Now eyes are on the bass player, Huckabee.

His fans are going wild. But harsh critics are starting to shout, too.

In the past few weeks, when Huckabee’s national profile and campaign fund-raising have grown exponentially, he also has come under renewed fire from the pro-business wing of the Republican Party base.

That’s because he’s trying to add some new tunes to the old GOP repertoire.

A Baptist minister, Huckabee brings out the family-values themes that some social conservatives say have been missing from the top tier of the 2008 field. He preaches against abortion, against gay marriage and talks about a nation “given to us by God’s providence.”

But some conservatives consider him less than orthodox when it comes to fiscal issues.

Huckabee points to 90 times when he lowered taxes during his 10-1/2 years as Arkansas governor. But critics say he compromised conservative principles by raising taxes to repair Arkansas’ roads, supported Internet sales taxes and appears too willing to compromise with Democrats to expand the size and cost of children’s health insurance programs.

In a scathing Wall Street Journal opinion piece last week, author John Fund quoted former Colorado Gov. Bill Owens saying of Huckabee: “He fought my efforts to reform the National Governors Association and always took fiscal positions to my left.”
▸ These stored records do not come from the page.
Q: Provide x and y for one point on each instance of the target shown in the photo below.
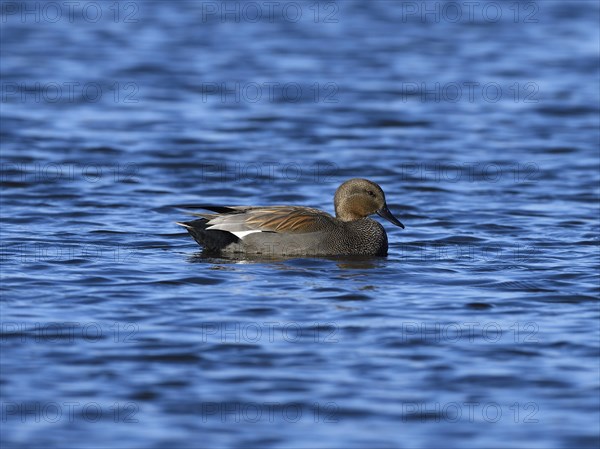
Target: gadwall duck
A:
(297, 230)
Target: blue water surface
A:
(481, 327)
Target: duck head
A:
(358, 198)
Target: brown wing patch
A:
(288, 219)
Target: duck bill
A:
(384, 212)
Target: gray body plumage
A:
(296, 230)
(364, 237)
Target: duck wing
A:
(243, 220)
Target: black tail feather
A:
(213, 240)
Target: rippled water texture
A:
(480, 329)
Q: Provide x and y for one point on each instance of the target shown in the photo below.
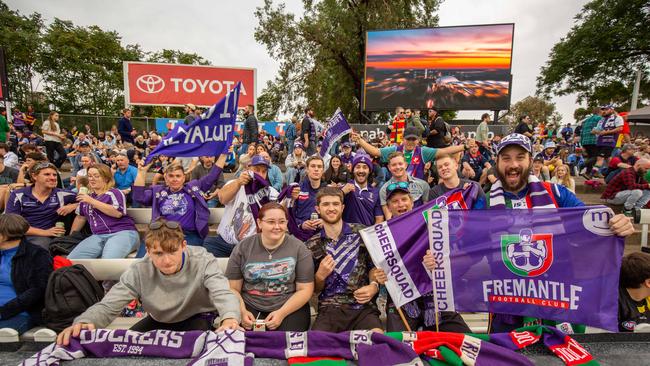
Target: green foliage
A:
(321, 53)
(599, 57)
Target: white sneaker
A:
(8, 335)
(45, 335)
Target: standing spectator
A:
(281, 301)
(309, 133)
(563, 177)
(524, 126)
(124, 175)
(24, 271)
(291, 133)
(588, 142)
(4, 126)
(124, 126)
(42, 204)
(104, 208)
(53, 139)
(189, 114)
(629, 188)
(251, 128)
(437, 130)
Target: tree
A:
(601, 53)
(321, 53)
(538, 108)
(82, 68)
(20, 36)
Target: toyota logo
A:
(150, 84)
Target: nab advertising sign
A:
(176, 85)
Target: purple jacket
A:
(195, 188)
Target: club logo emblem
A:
(527, 254)
(150, 84)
Huckabee, often portrayed as a social conservative and economic populist, puts a brave face on the attacks.

“I’m a hunter,” he said. “I can tell you now, you never put the cross hairs on a dead carcass. … So the fact that we’re kind of being aimed at is a sign of life for us.”
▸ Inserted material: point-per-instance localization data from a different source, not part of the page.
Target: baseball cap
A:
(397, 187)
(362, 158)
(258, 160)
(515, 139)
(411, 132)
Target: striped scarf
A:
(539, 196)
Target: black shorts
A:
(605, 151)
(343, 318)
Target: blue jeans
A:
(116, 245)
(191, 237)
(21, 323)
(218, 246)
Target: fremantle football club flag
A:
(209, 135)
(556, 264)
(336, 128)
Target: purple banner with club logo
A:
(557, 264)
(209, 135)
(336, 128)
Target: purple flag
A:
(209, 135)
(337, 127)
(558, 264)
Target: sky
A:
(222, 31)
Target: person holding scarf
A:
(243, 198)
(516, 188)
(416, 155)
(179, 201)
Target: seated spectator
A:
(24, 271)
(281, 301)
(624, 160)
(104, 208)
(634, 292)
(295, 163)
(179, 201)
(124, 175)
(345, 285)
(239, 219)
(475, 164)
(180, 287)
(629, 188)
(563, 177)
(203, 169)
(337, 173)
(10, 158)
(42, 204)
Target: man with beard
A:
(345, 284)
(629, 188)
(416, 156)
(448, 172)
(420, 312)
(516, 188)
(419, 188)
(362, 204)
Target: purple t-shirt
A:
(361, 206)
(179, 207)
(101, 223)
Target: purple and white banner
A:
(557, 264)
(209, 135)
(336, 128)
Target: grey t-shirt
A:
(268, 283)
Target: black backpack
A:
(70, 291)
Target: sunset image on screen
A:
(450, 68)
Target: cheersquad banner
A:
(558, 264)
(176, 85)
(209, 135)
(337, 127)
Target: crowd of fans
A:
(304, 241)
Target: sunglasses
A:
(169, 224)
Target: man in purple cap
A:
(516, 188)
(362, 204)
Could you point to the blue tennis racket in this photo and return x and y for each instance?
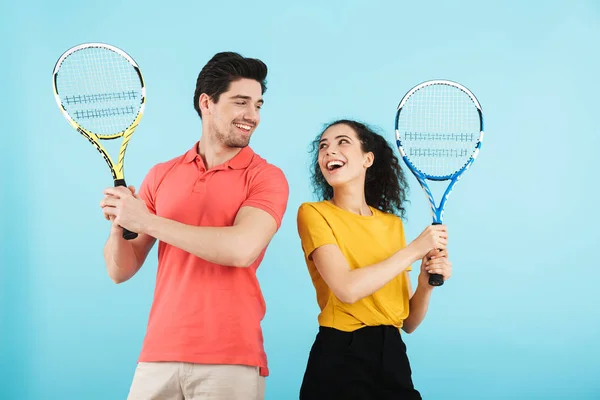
(439, 130)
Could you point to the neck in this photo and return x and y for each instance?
(214, 153)
(351, 198)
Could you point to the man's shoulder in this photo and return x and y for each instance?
(262, 167)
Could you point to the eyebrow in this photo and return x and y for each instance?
(242, 97)
(337, 137)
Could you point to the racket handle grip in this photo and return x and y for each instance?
(127, 234)
(436, 279)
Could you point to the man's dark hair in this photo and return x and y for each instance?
(224, 68)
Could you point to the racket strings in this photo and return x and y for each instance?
(100, 89)
(439, 127)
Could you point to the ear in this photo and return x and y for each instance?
(204, 102)
(369, 159)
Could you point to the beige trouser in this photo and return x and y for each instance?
(179, 381)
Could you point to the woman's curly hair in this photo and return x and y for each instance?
(385, 184)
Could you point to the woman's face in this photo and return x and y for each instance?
(341, 157)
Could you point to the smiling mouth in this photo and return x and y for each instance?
(335, 164)
(244, 127)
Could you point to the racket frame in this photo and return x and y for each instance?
(437, 212)
(95, 139)
(115, 169)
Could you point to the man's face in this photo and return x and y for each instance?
(237, 114)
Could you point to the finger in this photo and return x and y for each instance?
(433, 270)
(110, 211)
(109, 201)
(118, 191)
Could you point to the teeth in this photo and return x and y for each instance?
(334, 163)
(245, 127)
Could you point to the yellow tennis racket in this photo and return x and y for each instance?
(100, 90)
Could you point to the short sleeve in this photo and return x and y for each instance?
(313, 229)
(147, 190)
(269, 192)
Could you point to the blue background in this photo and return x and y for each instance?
(518, 319)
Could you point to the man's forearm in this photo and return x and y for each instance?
(120, 258)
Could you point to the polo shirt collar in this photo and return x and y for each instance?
(240, 161)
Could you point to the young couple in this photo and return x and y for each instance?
(214, 210)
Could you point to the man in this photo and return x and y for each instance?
(214, 211)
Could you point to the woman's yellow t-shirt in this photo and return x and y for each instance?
(363, 240)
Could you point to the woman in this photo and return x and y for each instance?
(356, 253)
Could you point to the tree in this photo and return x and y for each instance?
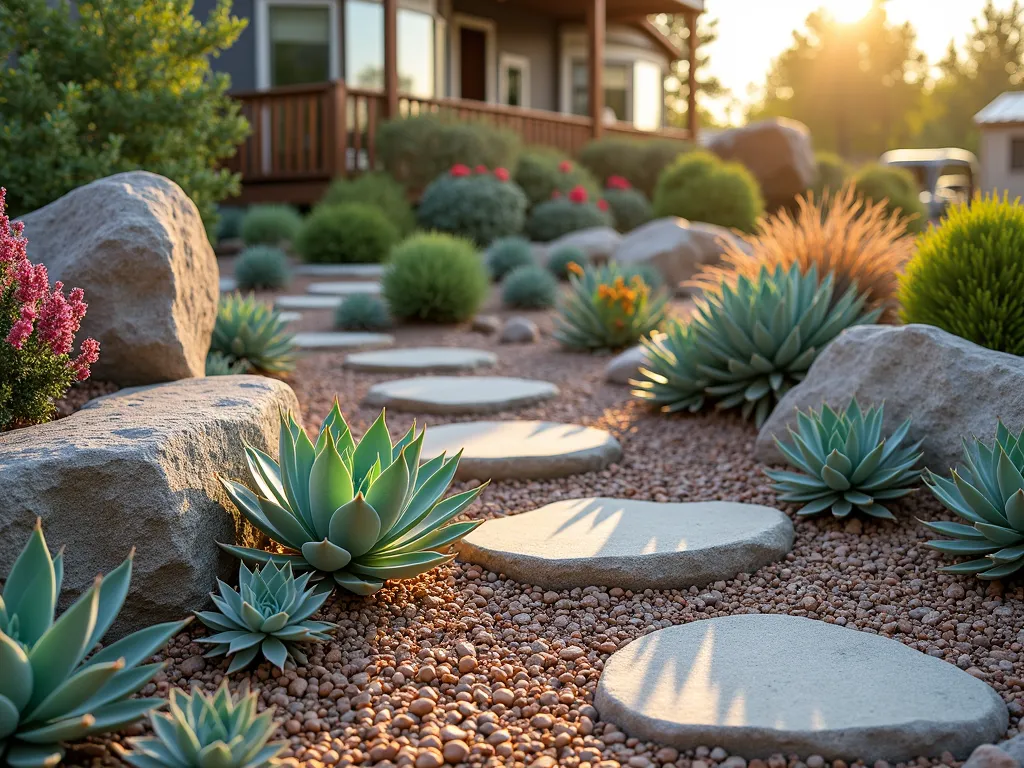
(119, 85)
The new poll numbers — combined with some straight-ahead versions of classic rock songs on Friday night — have given Huckabee’s supporters new bounce in their dance steps.

“There’s a clear surge,” said Bill Stemmons, 60, who moved from Oklahoma to Iowa to volunteer for Huckabee, a man he calls “a person of conviction.”
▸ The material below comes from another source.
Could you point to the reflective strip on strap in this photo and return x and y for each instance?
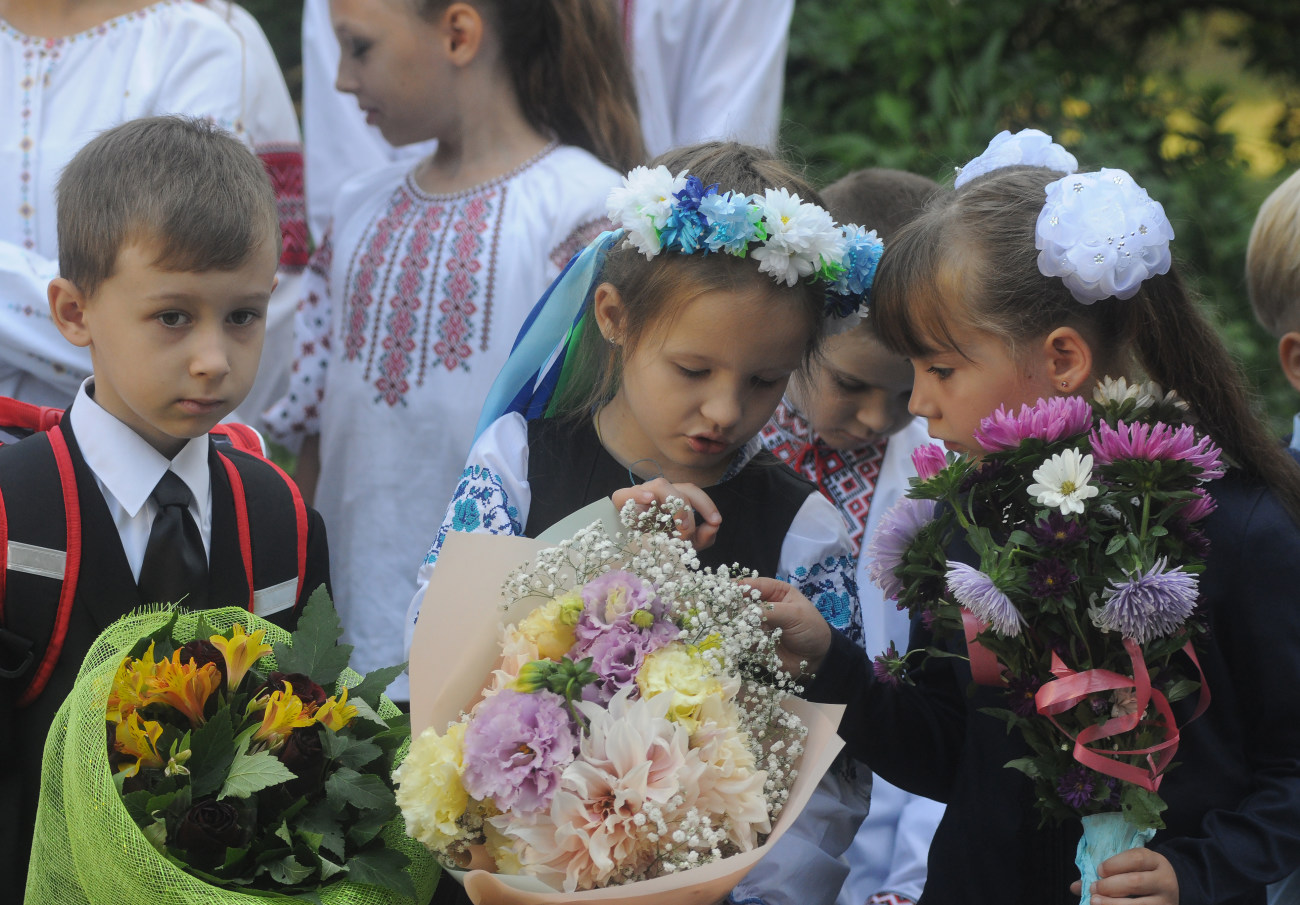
(274, 598)
(37, 561)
“I’m not politically naive,” Stemmons said. “I know it’s a long shot, but it’s the right thing to do. And now it’s bearing fruit. If I wanted a sure winner, I’d probably be with one of the big-money guys.”

Even with his recent fund-raising boost — more than $800,000 this month — Huckabee’s biggest challenge is to catch up to front-runners who already have raised tens of millions of dollars. Otherwise, even a surprising showing in Iowa, the first-in- the-nation caucus state, might not be able to be sustained nationally.

Campaign volunteer Rudy Carey, 72, a retired salesman from Des Moines, said people need to look at what Huckabee has done on a shoestring budget.

“He doesn’t have the big budget,” Carey said, standing on the dance floor of the Surf Ballroom. “But with small bucks he makes big waves.”